24 January 2021
San Jose-based Lumentum Holdings Inc (which designs and makes photonics products for optical networks and lasers for industrial and consumer markets) has announced the expiration of the waiting period under the Hart–Scott–Rodino Antitrust Improvements Act of 1976 (HSR Act) with respect to its pending acquisition of NeoPhotonics Corp – a vertically integrated designer and manufacturer of silicon photonics and hybrid photonic integrated circuit (PIC)-based lasers, modules and subsystems for high-speed communications.
Expiration of the waiting period under the HSR Act satisfies one of the conditions to completion of the transaction contemplated by the agreement and plan of merger, announced on 3 November.
Lumentum agreed to acquire NeoPhotonics for $16 per share in cash (a total equity value of about $918m). It intends to finance the transaction through cash from the combined company’s balance sheet. Lumentum will also provide up to $50m in term loans to NeoPhotonics to fund anticipated growth, which may require increased working capital and manufacturing capacity.
The transaction has been unanimously approved by the boards of directors of both companies. Consummation remains subject to other customary closing conditions set forth in the merger agreement, including approval of NeoPhotonics’ stockholders and approval from the State Administration for Market Regulation (SAMR) of the People’s Republic of China. The transaction is expected to close in second-half 2022.
Lumentum reckons that the complementary combination of the two firms accelerates its exposure to and penetration of some of the fastest-growing areas of the more than $10bn market for optical components used in cloud and telecom network infrastructure. “The integrated company will be better positioned to serve the needs of a global customer base that is increasingly utilizing photonics to accelerate the shift to digital and virtual approaches to work and life, the proliferation of IoT, 5G and next-generation mobile networks, and the transition to advanced cloud computing architectures,” says Lumentum. “The combination creates a stronger partner for customers, with the ability and intent to invest strongly in innovation and manufacturing capacity,” it adds.
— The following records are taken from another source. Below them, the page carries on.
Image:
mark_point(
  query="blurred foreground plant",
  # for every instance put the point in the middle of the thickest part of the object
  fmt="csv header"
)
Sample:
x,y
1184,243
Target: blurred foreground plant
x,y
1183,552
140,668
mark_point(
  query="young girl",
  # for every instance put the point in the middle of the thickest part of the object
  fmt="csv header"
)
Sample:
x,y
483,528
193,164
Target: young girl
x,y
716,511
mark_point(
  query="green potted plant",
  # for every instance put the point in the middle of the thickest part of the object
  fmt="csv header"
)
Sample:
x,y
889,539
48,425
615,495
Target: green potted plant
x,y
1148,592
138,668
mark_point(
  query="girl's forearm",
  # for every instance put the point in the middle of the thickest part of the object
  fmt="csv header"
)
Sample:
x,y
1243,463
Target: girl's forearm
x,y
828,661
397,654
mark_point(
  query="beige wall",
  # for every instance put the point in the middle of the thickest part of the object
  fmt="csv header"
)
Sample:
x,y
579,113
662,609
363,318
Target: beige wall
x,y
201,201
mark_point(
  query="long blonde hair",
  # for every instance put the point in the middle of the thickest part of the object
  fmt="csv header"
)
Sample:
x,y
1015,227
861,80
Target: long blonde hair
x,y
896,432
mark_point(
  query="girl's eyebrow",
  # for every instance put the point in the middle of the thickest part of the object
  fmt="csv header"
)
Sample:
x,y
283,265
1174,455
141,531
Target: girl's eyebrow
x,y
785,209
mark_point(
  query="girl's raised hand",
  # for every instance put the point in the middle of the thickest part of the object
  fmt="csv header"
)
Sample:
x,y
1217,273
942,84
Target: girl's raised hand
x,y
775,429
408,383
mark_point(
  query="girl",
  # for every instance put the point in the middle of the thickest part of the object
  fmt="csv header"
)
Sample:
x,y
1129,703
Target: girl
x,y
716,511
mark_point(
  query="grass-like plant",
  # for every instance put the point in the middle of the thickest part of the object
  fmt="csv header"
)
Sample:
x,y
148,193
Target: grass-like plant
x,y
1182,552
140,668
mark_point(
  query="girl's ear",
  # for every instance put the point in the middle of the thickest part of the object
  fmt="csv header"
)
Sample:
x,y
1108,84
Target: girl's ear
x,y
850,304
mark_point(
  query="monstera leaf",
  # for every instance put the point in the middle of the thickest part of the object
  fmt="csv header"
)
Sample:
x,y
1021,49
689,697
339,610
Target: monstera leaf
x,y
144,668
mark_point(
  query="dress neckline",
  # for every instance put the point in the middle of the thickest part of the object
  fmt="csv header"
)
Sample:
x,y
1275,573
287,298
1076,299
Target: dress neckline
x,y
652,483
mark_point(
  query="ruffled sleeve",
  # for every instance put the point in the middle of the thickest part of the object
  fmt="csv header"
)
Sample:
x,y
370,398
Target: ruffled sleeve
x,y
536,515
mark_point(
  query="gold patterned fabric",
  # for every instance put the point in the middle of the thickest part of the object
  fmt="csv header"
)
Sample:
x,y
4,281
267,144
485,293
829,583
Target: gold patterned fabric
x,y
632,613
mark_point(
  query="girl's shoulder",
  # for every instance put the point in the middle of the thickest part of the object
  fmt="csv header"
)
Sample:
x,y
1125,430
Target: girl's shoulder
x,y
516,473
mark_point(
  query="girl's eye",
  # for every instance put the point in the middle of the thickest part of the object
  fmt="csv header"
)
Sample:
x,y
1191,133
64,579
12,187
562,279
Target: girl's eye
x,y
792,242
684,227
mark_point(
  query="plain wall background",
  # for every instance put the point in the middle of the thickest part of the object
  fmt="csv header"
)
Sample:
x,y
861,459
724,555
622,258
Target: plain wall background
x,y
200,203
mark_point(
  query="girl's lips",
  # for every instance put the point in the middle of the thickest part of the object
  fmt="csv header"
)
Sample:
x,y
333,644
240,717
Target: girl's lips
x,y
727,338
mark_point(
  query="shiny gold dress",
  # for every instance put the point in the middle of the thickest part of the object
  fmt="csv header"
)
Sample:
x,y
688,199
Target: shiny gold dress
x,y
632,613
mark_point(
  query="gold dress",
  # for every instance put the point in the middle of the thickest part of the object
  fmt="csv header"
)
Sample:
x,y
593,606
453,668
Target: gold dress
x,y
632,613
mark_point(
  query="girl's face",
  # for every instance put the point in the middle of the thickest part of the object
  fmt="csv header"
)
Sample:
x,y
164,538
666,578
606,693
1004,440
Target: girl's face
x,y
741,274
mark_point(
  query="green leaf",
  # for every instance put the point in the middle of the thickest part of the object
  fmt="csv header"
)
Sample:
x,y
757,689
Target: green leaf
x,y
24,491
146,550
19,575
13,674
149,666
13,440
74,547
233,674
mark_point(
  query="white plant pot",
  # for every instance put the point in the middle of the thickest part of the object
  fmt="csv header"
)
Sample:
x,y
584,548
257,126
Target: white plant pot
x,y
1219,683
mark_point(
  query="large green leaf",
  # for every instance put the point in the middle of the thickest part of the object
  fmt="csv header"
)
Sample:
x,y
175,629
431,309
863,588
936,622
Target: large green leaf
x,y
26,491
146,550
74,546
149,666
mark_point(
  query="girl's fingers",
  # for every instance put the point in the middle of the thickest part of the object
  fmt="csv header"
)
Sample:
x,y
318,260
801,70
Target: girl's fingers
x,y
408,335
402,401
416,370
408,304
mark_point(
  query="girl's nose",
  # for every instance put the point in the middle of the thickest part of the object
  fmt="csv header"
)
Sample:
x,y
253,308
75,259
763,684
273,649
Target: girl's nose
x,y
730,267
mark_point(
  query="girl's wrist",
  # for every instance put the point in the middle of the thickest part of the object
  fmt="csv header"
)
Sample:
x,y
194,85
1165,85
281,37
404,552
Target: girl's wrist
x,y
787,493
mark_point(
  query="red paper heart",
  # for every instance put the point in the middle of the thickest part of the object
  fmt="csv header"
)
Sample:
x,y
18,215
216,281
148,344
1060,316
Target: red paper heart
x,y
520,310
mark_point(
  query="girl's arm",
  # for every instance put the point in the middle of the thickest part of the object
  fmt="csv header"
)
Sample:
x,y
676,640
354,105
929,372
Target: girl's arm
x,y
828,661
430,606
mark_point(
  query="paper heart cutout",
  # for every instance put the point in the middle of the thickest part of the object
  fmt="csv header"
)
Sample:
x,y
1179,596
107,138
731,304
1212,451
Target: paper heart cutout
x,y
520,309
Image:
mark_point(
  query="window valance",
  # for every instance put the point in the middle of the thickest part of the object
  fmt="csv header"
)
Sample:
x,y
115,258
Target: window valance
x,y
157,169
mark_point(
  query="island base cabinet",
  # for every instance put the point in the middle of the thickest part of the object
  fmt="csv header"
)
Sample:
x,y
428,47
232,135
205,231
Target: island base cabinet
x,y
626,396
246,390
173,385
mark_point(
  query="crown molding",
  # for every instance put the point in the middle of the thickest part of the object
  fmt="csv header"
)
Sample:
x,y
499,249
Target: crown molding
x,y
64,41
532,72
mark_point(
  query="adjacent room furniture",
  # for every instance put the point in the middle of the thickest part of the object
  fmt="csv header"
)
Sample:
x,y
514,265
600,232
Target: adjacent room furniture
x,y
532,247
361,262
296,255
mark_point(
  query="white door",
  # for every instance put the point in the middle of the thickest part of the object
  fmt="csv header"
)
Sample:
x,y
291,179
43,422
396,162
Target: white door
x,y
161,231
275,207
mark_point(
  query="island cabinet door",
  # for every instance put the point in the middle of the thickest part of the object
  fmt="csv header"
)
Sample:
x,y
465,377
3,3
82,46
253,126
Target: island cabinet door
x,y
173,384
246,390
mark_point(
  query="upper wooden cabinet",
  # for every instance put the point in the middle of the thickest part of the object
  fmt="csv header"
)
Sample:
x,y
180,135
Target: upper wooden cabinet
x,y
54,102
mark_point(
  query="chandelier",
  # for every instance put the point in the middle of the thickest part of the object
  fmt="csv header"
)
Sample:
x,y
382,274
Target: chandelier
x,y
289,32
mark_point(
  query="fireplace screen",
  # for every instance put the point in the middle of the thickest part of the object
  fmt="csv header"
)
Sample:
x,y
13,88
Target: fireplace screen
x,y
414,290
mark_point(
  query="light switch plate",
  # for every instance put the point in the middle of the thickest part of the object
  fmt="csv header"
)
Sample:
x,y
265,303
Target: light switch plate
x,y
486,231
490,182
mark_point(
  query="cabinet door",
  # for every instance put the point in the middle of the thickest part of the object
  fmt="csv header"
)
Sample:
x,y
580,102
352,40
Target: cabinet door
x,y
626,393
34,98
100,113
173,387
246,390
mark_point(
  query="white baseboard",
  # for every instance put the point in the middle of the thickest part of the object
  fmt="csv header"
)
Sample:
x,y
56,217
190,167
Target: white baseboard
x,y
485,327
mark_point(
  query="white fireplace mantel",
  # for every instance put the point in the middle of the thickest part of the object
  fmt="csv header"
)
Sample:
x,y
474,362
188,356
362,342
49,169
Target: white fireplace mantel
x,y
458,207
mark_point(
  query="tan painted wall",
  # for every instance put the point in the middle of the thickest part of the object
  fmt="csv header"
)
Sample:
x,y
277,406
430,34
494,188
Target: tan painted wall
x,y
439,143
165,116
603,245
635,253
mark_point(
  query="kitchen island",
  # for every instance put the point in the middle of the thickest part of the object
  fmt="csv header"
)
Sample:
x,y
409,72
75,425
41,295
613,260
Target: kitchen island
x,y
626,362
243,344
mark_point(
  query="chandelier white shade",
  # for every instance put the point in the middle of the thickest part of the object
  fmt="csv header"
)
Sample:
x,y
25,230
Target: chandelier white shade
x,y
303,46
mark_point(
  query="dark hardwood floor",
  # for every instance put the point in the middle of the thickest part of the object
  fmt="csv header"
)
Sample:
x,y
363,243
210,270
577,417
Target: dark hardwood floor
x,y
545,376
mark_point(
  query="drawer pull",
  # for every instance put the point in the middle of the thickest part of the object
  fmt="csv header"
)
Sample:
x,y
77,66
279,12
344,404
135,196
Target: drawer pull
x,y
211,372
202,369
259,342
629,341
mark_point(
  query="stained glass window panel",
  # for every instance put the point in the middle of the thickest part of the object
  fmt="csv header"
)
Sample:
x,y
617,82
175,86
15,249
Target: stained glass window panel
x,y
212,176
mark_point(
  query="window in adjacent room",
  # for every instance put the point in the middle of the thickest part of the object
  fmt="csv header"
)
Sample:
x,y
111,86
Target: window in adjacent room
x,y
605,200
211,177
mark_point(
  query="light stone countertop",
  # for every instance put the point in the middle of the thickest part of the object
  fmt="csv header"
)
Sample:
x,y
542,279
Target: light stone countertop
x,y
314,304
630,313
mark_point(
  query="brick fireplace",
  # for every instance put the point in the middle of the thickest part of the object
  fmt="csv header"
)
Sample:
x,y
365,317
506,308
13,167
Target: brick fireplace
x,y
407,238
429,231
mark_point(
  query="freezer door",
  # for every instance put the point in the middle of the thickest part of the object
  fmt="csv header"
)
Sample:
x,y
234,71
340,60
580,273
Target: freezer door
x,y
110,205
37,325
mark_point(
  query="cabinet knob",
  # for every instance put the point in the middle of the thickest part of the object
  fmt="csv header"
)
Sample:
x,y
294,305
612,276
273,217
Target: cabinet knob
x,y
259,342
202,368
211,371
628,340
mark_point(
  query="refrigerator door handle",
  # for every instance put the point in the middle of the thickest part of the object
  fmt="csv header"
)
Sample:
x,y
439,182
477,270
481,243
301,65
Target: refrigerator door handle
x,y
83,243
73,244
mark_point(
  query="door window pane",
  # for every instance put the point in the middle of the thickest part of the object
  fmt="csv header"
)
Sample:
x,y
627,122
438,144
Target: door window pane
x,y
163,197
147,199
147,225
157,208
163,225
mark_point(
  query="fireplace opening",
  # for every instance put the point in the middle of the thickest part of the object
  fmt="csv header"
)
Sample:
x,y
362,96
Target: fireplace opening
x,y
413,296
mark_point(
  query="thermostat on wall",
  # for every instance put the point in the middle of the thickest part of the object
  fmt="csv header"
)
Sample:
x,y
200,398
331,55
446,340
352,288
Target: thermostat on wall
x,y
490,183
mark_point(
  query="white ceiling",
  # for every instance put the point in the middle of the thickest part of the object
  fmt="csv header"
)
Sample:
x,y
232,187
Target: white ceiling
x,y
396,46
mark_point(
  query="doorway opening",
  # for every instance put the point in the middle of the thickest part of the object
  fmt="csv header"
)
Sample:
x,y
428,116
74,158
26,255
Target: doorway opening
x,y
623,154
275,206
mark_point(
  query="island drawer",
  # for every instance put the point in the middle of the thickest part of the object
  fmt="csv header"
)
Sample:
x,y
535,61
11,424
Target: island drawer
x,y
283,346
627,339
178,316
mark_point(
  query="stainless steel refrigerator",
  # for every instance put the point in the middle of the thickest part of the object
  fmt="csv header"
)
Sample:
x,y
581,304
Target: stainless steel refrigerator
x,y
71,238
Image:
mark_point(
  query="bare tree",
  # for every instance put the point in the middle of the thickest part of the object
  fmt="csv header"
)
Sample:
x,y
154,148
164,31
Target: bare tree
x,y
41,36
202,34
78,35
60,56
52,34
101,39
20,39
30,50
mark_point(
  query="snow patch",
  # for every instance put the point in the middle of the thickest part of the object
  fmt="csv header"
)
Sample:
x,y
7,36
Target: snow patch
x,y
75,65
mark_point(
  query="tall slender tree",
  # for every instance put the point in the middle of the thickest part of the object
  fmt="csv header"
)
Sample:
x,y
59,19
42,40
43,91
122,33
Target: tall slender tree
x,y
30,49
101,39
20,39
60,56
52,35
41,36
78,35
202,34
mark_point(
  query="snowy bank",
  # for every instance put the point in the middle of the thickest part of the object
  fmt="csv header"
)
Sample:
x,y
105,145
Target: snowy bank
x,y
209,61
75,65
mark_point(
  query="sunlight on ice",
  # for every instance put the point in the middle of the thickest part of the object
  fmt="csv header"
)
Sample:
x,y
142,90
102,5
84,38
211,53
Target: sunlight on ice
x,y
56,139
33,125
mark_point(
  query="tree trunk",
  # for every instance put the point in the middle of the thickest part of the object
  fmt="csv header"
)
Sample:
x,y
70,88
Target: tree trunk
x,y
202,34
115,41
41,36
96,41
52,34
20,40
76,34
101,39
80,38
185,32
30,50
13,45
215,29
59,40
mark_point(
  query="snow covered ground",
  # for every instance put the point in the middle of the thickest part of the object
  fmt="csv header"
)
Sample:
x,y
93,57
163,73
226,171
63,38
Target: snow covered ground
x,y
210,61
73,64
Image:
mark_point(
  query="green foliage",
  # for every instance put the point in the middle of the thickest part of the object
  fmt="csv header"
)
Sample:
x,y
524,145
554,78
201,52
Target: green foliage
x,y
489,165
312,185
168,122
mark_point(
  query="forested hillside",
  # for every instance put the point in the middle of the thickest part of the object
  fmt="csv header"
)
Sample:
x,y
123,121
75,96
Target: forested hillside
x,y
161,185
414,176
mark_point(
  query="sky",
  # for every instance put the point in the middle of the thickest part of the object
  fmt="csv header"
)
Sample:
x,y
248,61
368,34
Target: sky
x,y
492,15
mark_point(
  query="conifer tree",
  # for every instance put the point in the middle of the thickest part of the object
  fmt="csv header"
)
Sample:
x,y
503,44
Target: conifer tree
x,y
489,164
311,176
Lumentum reckons that there are significant efficiency gains to be made through the acquisition, derived from increased scale, reducing redundancies and leveraging the best capabilities in the combination. The combined firm is expected to generate more than $50m in annual run-rate synergies within 24 months of the finalizing the acquisition. The transaction is expected to be immediately accretive to combined non-GAAP earnings per share upon closing. The combined company is expected to have a solid balance sheet and strong operating cash flows, creating substantial financial flexibility to pursue continued growth initiatives.